From a New York Times review by Lori Soderlind of the book by Charles Baxter titled “Wonderland: Essays on the Life of Literature”:
Perhaps you miss your college literature professor, or your writing workshop friend who loved books the way you do. Or perhaps you haven’t gotten around to that M.F.A. in creative writing yet but really keep meaning to. Charles Baxter’s WONDERLANDS: Essays on the Life of Literature (252 pp., Graywolf, paper, $17) is made to fill the book-shaped hole in you.
It is always gratifying to spend time with a smart writer who has taken the time to study narrative, how it works, what the construction of stories tells us about ourselves. He contemplates, for example, “lush” writing, “a hot and often extravagant style” employed by masters such as Gabriel García Márquez and Toni Morrison, and breaks lushness down to three components as if he were dismantling an engine. He identifies the “Captain Happen” type of protagonist in novels of intense urgency, and contrasts such work with meditative novels like “Ulysses,” in which “all the pressure is on the sentences.”

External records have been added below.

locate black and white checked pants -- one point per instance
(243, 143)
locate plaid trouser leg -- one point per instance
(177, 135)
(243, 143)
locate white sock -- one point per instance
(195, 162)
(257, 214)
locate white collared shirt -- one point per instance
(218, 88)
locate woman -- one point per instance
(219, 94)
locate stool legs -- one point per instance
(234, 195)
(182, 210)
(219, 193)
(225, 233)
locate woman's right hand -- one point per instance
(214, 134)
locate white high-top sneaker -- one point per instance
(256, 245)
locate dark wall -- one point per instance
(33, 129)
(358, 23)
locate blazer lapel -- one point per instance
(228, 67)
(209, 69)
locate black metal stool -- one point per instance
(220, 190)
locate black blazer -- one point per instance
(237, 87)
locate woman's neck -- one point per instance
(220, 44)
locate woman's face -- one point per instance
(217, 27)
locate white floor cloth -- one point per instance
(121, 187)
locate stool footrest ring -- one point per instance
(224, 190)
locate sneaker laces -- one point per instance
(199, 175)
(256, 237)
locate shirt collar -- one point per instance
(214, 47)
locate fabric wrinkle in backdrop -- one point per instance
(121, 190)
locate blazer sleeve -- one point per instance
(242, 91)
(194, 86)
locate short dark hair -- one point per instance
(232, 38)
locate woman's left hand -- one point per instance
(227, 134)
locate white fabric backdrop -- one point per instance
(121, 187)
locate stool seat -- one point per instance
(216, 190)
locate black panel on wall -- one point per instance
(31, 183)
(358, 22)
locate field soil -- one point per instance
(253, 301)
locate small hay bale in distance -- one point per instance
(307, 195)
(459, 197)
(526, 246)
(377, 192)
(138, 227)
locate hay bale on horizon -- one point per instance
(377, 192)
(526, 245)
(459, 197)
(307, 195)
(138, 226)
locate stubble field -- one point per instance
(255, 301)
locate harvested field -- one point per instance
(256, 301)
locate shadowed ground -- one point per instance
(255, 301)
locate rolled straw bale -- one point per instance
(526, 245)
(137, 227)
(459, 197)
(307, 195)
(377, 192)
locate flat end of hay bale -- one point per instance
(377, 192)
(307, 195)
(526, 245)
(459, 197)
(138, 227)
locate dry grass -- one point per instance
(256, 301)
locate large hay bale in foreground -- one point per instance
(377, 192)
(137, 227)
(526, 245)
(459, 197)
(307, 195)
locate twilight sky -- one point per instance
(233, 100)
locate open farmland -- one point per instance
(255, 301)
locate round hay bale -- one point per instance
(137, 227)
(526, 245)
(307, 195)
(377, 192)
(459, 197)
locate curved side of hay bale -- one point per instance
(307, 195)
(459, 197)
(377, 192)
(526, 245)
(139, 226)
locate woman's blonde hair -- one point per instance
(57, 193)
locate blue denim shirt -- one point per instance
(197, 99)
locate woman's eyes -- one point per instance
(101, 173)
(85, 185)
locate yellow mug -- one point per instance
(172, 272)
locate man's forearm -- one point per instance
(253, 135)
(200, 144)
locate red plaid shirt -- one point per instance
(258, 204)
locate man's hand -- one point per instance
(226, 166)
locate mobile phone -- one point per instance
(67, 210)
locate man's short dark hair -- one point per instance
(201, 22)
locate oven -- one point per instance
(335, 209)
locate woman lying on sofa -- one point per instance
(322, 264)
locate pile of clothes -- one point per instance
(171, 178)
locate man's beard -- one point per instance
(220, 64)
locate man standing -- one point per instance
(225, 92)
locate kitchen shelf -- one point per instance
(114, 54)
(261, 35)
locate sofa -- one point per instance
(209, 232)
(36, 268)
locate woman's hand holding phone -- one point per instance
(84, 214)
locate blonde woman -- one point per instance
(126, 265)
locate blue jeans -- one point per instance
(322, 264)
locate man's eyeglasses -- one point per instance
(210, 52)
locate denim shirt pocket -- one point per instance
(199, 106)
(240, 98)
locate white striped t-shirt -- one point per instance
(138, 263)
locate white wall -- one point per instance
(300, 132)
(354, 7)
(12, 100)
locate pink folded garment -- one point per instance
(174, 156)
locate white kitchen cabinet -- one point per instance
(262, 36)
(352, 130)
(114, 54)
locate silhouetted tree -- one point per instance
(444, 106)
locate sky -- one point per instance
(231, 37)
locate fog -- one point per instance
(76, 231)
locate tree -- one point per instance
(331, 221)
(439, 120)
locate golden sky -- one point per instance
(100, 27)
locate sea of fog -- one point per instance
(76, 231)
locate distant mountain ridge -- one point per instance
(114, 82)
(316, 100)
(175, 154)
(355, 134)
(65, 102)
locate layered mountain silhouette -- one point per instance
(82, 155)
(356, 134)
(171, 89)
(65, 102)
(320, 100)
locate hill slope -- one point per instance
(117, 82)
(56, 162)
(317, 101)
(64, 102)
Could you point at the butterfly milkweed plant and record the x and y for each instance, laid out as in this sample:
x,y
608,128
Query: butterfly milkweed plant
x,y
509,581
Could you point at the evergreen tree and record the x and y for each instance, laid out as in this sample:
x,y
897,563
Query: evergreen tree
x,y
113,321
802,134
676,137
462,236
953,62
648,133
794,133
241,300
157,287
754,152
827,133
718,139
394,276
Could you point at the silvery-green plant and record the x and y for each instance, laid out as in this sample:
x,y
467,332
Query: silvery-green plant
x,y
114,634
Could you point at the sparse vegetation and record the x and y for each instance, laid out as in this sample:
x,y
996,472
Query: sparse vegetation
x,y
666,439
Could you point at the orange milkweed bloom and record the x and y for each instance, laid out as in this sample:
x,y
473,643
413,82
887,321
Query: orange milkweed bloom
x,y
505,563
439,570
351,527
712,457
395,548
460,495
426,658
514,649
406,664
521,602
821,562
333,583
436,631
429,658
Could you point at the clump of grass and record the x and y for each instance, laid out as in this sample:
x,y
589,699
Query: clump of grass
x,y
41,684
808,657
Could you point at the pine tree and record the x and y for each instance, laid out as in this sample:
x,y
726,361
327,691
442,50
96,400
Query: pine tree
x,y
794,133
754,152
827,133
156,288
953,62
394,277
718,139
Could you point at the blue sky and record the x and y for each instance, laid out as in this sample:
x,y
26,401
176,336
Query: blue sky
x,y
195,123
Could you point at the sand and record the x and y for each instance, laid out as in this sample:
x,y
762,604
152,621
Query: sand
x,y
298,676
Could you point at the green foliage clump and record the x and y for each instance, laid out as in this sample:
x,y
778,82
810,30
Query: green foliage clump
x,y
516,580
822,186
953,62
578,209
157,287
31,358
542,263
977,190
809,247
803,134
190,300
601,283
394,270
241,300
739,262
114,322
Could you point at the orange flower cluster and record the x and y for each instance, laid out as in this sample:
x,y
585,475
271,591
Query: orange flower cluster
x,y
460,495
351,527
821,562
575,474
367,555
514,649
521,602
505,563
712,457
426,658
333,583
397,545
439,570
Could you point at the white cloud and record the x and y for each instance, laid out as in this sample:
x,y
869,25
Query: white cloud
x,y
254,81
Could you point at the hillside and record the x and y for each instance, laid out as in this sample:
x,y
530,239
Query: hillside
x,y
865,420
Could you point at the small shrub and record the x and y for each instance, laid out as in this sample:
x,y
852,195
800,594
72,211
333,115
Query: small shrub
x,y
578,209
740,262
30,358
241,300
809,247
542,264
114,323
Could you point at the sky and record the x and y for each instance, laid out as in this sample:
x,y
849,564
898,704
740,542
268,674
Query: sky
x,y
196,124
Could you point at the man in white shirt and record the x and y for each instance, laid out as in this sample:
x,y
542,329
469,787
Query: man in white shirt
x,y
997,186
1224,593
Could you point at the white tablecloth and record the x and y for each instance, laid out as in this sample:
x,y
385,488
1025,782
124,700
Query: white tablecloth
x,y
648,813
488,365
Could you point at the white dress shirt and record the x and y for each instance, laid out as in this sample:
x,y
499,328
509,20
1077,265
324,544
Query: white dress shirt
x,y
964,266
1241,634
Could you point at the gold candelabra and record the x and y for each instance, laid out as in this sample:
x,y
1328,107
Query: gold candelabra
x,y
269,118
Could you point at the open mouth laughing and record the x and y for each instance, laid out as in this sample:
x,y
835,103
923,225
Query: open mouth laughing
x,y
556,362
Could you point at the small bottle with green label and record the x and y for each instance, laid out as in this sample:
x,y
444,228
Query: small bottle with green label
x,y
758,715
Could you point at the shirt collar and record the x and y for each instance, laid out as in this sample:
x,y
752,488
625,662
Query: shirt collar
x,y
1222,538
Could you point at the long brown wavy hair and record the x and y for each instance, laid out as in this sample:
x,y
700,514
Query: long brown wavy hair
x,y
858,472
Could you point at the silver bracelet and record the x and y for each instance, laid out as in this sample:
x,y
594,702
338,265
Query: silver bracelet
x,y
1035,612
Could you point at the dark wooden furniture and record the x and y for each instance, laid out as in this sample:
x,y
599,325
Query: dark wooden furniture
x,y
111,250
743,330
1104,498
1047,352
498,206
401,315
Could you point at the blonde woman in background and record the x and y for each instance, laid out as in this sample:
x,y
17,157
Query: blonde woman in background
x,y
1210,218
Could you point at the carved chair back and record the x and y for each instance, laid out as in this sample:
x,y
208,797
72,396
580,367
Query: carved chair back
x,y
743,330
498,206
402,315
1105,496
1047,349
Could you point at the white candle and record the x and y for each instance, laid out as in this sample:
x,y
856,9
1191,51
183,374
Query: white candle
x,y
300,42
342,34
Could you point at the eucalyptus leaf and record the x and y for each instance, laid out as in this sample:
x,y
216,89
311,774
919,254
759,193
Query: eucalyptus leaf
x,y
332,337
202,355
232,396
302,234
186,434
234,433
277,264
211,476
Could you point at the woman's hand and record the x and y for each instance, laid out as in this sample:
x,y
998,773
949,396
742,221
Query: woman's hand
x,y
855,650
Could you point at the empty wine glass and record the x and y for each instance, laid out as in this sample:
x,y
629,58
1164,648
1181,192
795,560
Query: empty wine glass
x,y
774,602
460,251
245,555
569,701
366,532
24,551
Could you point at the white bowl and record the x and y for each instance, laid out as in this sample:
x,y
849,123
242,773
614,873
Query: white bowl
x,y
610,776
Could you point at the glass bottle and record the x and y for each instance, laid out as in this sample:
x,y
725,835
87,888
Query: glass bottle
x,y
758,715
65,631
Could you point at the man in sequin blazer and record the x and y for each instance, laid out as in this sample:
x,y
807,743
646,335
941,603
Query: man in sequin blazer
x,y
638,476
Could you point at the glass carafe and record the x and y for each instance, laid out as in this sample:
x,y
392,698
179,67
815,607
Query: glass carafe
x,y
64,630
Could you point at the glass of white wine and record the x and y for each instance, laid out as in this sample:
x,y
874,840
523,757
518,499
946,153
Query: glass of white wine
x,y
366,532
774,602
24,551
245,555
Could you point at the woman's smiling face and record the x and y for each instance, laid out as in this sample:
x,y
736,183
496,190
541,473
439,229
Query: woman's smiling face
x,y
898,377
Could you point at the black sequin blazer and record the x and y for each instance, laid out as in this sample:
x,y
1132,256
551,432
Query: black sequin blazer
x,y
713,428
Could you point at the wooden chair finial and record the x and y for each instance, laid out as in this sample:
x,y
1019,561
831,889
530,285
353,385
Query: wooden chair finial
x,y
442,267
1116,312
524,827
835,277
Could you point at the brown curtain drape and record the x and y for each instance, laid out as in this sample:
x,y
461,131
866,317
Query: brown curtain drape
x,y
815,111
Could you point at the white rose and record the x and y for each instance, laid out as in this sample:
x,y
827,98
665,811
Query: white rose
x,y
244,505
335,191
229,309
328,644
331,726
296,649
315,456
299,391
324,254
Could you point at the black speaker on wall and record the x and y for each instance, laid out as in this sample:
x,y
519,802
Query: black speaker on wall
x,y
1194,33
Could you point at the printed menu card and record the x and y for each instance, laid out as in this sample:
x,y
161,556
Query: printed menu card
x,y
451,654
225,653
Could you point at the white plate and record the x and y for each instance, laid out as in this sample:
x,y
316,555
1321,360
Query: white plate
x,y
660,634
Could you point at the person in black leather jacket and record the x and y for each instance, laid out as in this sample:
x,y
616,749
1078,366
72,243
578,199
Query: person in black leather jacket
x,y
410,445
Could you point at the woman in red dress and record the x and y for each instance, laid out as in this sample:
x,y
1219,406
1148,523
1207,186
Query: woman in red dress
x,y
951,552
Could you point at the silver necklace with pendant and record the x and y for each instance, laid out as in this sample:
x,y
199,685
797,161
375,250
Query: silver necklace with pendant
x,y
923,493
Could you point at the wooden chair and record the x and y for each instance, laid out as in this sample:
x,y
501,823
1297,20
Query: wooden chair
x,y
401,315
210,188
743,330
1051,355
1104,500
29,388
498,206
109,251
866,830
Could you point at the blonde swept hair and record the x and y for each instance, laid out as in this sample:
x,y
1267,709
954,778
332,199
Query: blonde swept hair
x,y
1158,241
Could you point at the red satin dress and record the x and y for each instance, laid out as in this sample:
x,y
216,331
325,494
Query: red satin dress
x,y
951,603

Such essays can be read as craft lectures intended for aspiring writers; Baxter, after all, taught creative writing for many years while publishing his 14 books. But one need not be a writer to appreciate what the study of craft reveals. These are guides to deeper reading.
Baxter interrupts his craft essays with an “interlude” of personal reflections, on writing as “an art, and a condition.” The interlude adds depth to what might otherwise be a simple literary toolbox. For all the lessons contained in this book, Baxter teaches most through his personal stories, particularly that of an agent who cruelly turned down one of his early unpublished novels — presented here in a page of dialogue that may be the most chilling literary rejection story ever written. The lesson of doing things wrong and of persisting, despite humiliation, is the one writers at any stage need most to hear.
Lori Soderlind is the author of “Chasing Montana: A Love Story” and “The Change: My Great American, Postindustrial, Midlife Crisis Tour.”